La sensazione di formicolio che le rivoltava addome e petto al tempo stesso si trasformò in un vortice. Deglutì, gli occhi riversi sui suoi, che sembravano invitarli, docili, a procedere. "Mamma Cassandra mi ha detto che fai dei sogni strani, ultimamente."

"Non credevo che te lo avrebbe detto, a essere sinceri."

"L'ho costretta alla mia maniera." Ridacchiò e Will la imitò. Allungò le braccia verso di lui. Avrebbe voluto abbracciarlo, quel figlio che adesso sembrava distaccato da tutto. Non apparteneva a quel mondo, proprio come lei. Lo osservava e comprese che già sapeva tutto. Le fece ricadere sul materasso. "Ti va di parlarne anche con me?"

Will strinse la coperta fra le dita e il letto ben tirato si sgualcì sotto la sua presa. "La verità è che non sono sogni. Ma forse questo lo sapevi già, mamma."

La lampada posta sul comodino del letto si accese e si spense. Nella penombra, a Jeanne parve essere tornata nella landa desolata che aveva scorto prima di perdere i sensi, quando era appena precipitata su Kepler 442-B. Aggrottò le sopracciglia. Will rimase impassibile.

"Mi ha accennato questa cosa, sì."

"E tu mi credi."

"Sì. Io ti credo."

Sorrise, come avrebbe sorriso il Will di una volta. Sembrava essere tornato indietro di una decina d'anni, quando esibiva le coccarde primo posto alla gara di scienza e gioco. "Dove sei stata, mamma? Dov'eri per tutto questo tempo?"

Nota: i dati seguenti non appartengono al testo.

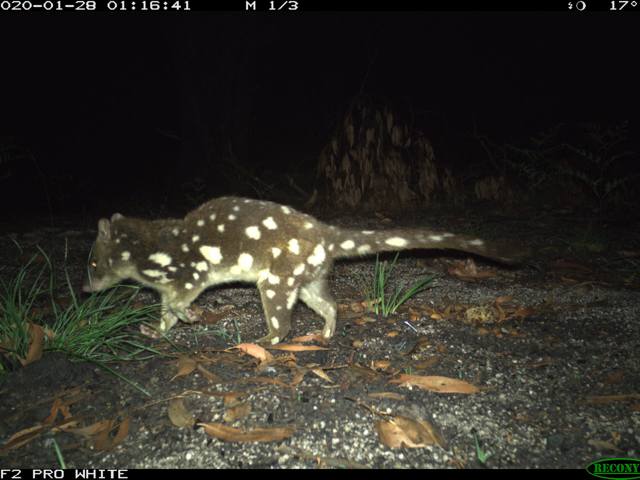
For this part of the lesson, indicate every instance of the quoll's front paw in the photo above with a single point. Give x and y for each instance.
(269, 341)
(191, 315)
(151, 332)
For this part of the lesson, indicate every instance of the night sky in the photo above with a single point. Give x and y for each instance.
(93, 95)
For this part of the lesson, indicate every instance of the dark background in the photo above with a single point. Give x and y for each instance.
(98, 98)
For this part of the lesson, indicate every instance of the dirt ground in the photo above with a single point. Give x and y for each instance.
(556, 385)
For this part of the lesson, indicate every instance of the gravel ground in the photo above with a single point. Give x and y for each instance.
(559, 384)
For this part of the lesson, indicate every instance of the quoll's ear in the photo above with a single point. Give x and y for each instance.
(104, 231)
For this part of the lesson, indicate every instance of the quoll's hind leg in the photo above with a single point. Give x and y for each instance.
(278, 300)
(316, 295)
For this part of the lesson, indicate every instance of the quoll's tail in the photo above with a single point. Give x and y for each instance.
(355, 243)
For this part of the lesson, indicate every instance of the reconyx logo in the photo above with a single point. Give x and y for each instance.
(615, 468)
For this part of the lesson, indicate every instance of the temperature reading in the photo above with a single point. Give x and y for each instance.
(620, 4)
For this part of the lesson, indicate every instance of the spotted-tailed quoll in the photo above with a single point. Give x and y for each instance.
(287, 253)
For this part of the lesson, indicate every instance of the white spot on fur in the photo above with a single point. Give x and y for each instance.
(212, 254)
(160, 258)
(253, 232)
(291, 299)
(294, 247)
(270, 223)
(159, 274)
(396, 242)
(348, 245)
(363, 249)
(201, 266)
(318, 256)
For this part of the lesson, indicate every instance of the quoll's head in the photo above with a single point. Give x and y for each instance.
(103, 267)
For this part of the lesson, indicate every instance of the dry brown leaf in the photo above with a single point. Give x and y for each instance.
(382, 364)
(230, 434)
(389, 395)
(185, 365)
(405, 432)
(252, 349)
(179, 415)
(438, 384)
(310, 338)
(36, 338)
(208, 375)
(523, 312)
(322, 374)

"Sono stata nel Sistema Solare. Lì c'è un mondo uguale al nostro, con le stesse persone che ci sono qui, lo sviluppo tecnologico è simile, ma esistono comunque alcune differenze."

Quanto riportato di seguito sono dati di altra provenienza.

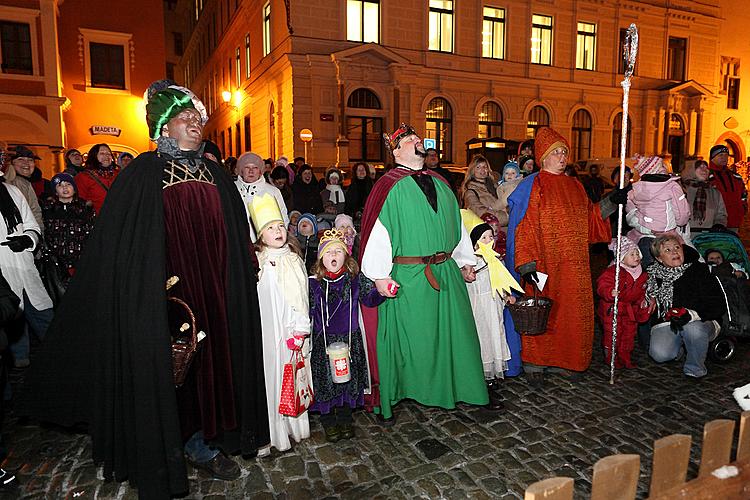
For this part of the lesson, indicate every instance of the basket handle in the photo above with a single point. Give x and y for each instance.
(194, 333)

"Ti riferisci all'Ascensione?"

Lo guardò di sbieco. "Te lo ha raccontato la mamma?"

Scosse il capo. "Ero uno di loro, nel mio sogno. Ho ereditato i poteri da Cassandra e Caspar."

Di nuovo, le parve che il materasso sotto di lei fosse più duro, simile a un terreno deserto e scuro.

"Hai ereditato l'Ascensione? Quindi nel tuo sogno, loro erano..."

"Morti, sì. C'è stata una guerra, Titano è stato il primo avamposto a essere colpito. La mamma è morta durante i primi bombardamenti. Caspar..." Gli occhi s'impiantarono sul pavimento. "Lui è morto per colpa mia, molto tempo dopo."